ホワイトデーの復讐
「お前、苦労してんな」
「おかげさまで。」
えぇ?お姉さん、置いてきぼりにしちゃうの?
「で?その復讐って、何するの?」
彰が切り替えたように言った。
『んー…毒盛られたんだから、盛り返そうよ』
「それ、バレないっすか?」
すかさず満くんにつっこまれる。
まぁ、確かに。敵(溝口さん)と同じ手を使っての復讐だと気づかれるかも。
「あ、そうだ。ちなみに、の話なんだけど」
変な前置きをしてから、満くんは続けた。
「溝口、本命はいるんだよ」
『そうなの!?じゃあその人とくっつけてあげよ!』
「復讐はどうした」
『あ。』
彰に言われて思い出したけど。
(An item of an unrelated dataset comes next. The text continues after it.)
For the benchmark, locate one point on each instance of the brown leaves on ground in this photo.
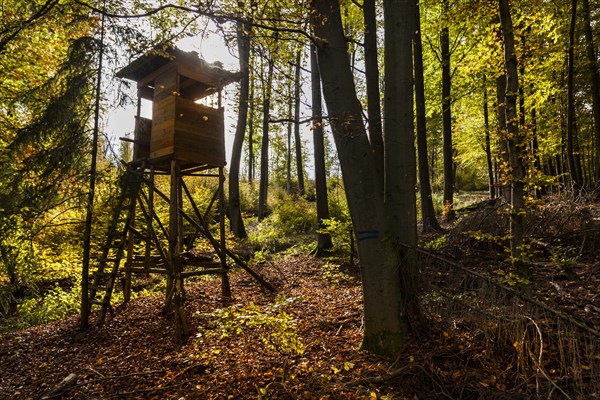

そうだよ、復讐!
ってか、一瞬前のこと忘れれるとか、あたしって一体…?
『あー…うー…』
どうしよう…ムカつくけど…お腹痛かったけど…キャバ嬢だけど…
『キューピッド、やりたい!』
「おせっかい」
『なっ!』
彰に一喝されてしまった。
『い、いいもん!おせっかいでも!!』
「紗也さん、彰いじけてるんすよ」
耳元でコソッと話した満くん。
『え?』
「紗也さんが溝口のことばっか構うから、相手にしてもらえなくていじけて──…ってぇぇ!?」
「黙れ、バカ」
満くんの声が離れたかと思うと、彰が満くんの耳を引っ張って、あたしから引き剥がしていた。
その顔が、少し焦ってたのは気のせいかな?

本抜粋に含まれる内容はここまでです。